Palmer had won the Masters and the US Open and wanted to win a modern Grand Slam – with The Open and the PGA Championship – in a nod to American amateur Bobby Jones’ efforts in 1930.
He came up just short, losing by a shot to Nagle, but his runner-up finish followed by back-to-back victories in the next two years led to a resurgence in the standing of the game’s oldest event.
Roberto de Vicenzo led after two rounds of 67 but the Argentinian had a 75 in the third round and fell two behind Nagle, who steadily complied scores of 69, 67 and 71.
Palmer was two shots further back but a torrential rainstorm washed out the afternoon’s final round. The course was flooded in moments, water cascading down the steps of The R&A clubhouse and the Valley of Sin disappearing completely.
Play was abandoned for the day with the final round held over to the Saturday. Palmer was still four behind when he mounted one of his exciting charges.

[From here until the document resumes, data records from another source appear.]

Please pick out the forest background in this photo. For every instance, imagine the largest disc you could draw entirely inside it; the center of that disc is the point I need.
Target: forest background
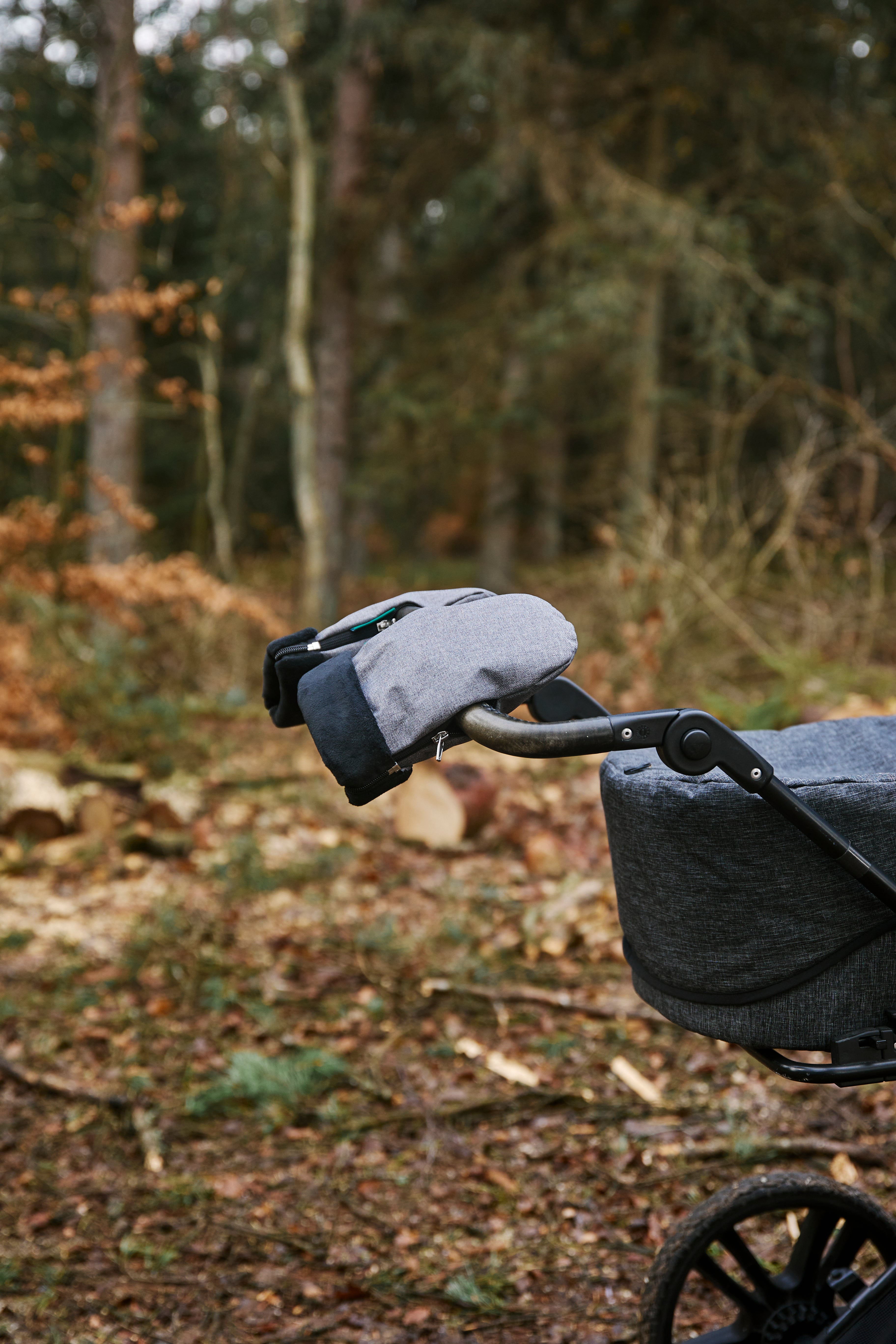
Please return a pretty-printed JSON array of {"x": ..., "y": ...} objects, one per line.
[
  {"x": 307, "y": 303},
  {"x": 343, "y": 299}
]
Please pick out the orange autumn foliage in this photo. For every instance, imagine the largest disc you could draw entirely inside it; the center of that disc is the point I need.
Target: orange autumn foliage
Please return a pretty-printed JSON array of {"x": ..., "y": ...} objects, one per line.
[{"x": 37, "y": 560}]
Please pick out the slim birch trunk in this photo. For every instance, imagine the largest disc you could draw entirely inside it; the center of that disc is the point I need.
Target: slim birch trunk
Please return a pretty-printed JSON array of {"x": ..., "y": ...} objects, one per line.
[
  {"x": 296, "y": 343},
  {"x": 643, "y": 439},
  {"x": 113, "y": 425},
  {"x": 208, "y": 359},
  {"x": 336, "y": 306},
  {"x": 502, "y": 490}
]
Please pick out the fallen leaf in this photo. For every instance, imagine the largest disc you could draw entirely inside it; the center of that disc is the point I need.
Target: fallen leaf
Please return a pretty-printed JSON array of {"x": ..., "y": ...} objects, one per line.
[
  {"x": 545, "y": 855},
  {"x": 635, "y": 1080},
  {"x": 230, "y": 1186},
  {"x": 498, "y": 1178},
  {"x": 510, "y": 1069},
  {"x": 843, "y": 1170}
]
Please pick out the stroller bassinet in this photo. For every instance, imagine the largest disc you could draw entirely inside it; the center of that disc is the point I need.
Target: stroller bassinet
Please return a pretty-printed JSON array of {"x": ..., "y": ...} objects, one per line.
[{"x": 735, "y": 924}]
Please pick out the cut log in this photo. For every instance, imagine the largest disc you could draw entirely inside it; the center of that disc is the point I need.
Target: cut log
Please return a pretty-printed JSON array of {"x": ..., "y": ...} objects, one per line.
[
  {"x": 429, "y": 810},
  {"x": 34, "y": 806}
]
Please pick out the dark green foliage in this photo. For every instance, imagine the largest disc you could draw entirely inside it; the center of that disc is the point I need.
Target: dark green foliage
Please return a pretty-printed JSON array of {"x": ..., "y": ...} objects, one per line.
[
  {"x": 504, "y": 217},
  {"x": 285, "y": 1080}
]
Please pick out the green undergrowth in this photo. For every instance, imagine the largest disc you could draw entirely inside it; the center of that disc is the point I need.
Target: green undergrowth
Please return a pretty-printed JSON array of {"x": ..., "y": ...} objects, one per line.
[{"x": 283, "y": 1081}]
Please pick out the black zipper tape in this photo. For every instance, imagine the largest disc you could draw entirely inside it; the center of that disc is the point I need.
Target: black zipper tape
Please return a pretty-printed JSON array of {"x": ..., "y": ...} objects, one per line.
[{"x": 357, "y": 635}]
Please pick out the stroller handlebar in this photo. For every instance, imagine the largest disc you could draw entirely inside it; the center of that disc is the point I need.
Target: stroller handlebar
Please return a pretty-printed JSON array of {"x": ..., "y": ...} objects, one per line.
[
  {"x": 518, "y": 737},
  {"x": 687, "y": 741}
]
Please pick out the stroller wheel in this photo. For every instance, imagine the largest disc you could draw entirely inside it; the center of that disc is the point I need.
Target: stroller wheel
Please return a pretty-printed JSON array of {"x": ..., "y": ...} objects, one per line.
[{"x": 772, "y": 1260}]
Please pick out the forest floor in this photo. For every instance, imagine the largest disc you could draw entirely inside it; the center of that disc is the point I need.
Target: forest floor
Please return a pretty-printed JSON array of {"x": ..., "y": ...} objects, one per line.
[{"x": 340, "y": 1116}]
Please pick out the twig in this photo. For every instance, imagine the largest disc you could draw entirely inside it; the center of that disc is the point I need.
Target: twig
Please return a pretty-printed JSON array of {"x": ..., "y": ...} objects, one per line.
[
  {"x": 532, "y": 994},
  {"x": 57, "y": 1087},
  {"x": 364, "y": 1217},
  {"x": 808, "y": 1147},
  {"x": 769, "y": 1152},
  {"x": 490, "y": 1104},
  {"x": 150, "y": 1138},
  {"x": 284, "y": 1238}
]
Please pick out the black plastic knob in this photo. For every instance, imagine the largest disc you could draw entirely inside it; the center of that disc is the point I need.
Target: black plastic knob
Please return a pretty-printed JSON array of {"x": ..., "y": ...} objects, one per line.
[{"x": 696, "y": 745}]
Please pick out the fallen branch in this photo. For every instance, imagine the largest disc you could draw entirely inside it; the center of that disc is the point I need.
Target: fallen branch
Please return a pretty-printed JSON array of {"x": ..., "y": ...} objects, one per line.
[
  {"x": 56, "y": 1087},
  {"x": 363, "y": 1217},
  {"x": 606, "y": 1011},
  {"x": 808, "y": 1147},
  {"x": 765, "y": 1154},
  {"x": 284, "y": 1238}
]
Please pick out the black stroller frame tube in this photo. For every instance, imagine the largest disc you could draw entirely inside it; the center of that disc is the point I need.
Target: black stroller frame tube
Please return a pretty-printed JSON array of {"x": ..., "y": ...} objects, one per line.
[{"x": 692, "y": 742}]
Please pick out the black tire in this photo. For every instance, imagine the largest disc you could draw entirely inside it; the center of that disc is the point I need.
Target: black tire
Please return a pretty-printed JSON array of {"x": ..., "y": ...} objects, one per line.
[{"x": 780, "y": 1308}]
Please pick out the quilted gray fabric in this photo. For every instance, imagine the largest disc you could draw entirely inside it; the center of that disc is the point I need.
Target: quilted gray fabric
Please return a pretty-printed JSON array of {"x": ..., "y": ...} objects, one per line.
[
  {"x": 420, "y": 672},
  {"x": 840, "y": 1000},
  {"x": 719, "y": 896},
  {"x": 420, "y": 597}
]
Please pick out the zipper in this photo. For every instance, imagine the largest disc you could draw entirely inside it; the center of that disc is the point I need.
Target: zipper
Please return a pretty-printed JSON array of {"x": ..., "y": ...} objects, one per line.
[{"x": 358, "y": 632}]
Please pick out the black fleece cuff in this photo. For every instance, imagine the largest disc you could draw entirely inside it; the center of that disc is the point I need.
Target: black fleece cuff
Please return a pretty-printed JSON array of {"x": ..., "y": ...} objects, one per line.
[
  {"x": 346, "y": 732},
  {"x": 281, "y": 678}
]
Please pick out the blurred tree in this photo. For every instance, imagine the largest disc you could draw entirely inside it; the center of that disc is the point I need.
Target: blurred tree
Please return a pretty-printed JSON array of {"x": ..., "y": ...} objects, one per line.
[
  {"x": 676, "y": 218},
  {"x": 113, "y": 429},
  {"x": 354, "y": 100}
]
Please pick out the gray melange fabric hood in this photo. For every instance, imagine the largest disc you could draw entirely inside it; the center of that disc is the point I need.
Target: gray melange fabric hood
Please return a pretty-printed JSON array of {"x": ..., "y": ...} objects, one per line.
[{"x": 379, "y": 686}]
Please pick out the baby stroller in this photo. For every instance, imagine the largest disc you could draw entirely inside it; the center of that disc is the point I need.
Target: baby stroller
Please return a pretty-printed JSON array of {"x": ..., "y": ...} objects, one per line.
[
  {"x": 749, "y": 917},
  {"x": 741, "y": 931}
]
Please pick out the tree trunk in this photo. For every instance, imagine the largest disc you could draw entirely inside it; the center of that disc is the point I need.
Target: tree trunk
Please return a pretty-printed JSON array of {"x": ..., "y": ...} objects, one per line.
[
  {"x": 643, "y": 439},
  {"x": 208, "y": 359},
  {"x": 336, "y": 308},
  {"x": 550, "y": 475},
  {"x": 299, "y": 311},
  {"x": 502, "y": 490},
  {"x": 113, "y": 425}
]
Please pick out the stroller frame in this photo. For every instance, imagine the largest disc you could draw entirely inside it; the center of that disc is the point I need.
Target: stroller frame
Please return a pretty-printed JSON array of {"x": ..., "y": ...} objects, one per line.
[{"x": 692, "y": 742}]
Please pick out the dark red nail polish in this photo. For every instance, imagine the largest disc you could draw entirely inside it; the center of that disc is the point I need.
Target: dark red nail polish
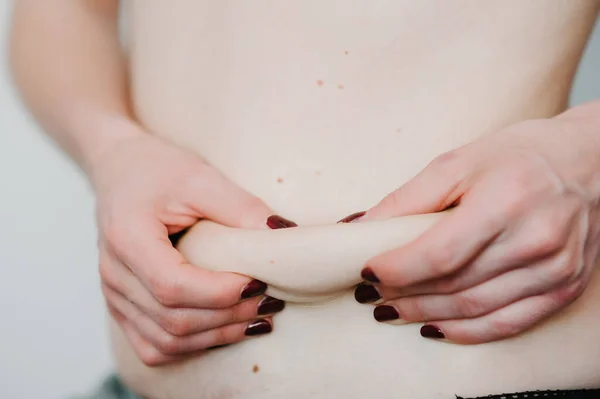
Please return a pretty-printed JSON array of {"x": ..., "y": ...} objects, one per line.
[
  {"x": 258, "y": 327},
  {"x": 431, "y": 331},
  {"x": 385, "y": 313},
  {"x": 352, "y": 218},
  {"x": 367, "y": 274},
  {"x": 253, "y": 288},
  {"x": 270, "y": 305},
  {"x": 365, "y": 293},
  {"x": 175, "y": 237},
  {"x": 277, "y": 222}
]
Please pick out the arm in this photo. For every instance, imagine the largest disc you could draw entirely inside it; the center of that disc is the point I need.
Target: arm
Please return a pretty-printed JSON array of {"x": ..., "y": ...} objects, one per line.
[
  {"x": 522, "y": 243},
  {"x": 68, "y": 64},
  {"x": 304, "y": 264}
]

He birdied the 13th and 15th holes, got a 4 at the 17th for the first time and then birdied the last for a 68.
Nagle bogeyed the 15th but bravely holed a putt for a 4 at the 17th amid the roars from Palmer’s supporters up at the 18th green. A par at the last gave Nagle a 71 and a winning total of 278.
He was 39 years old and had been a fine golfer in Asia and Australia for years but following his victory he returned regularly to Britain. As did Palmer.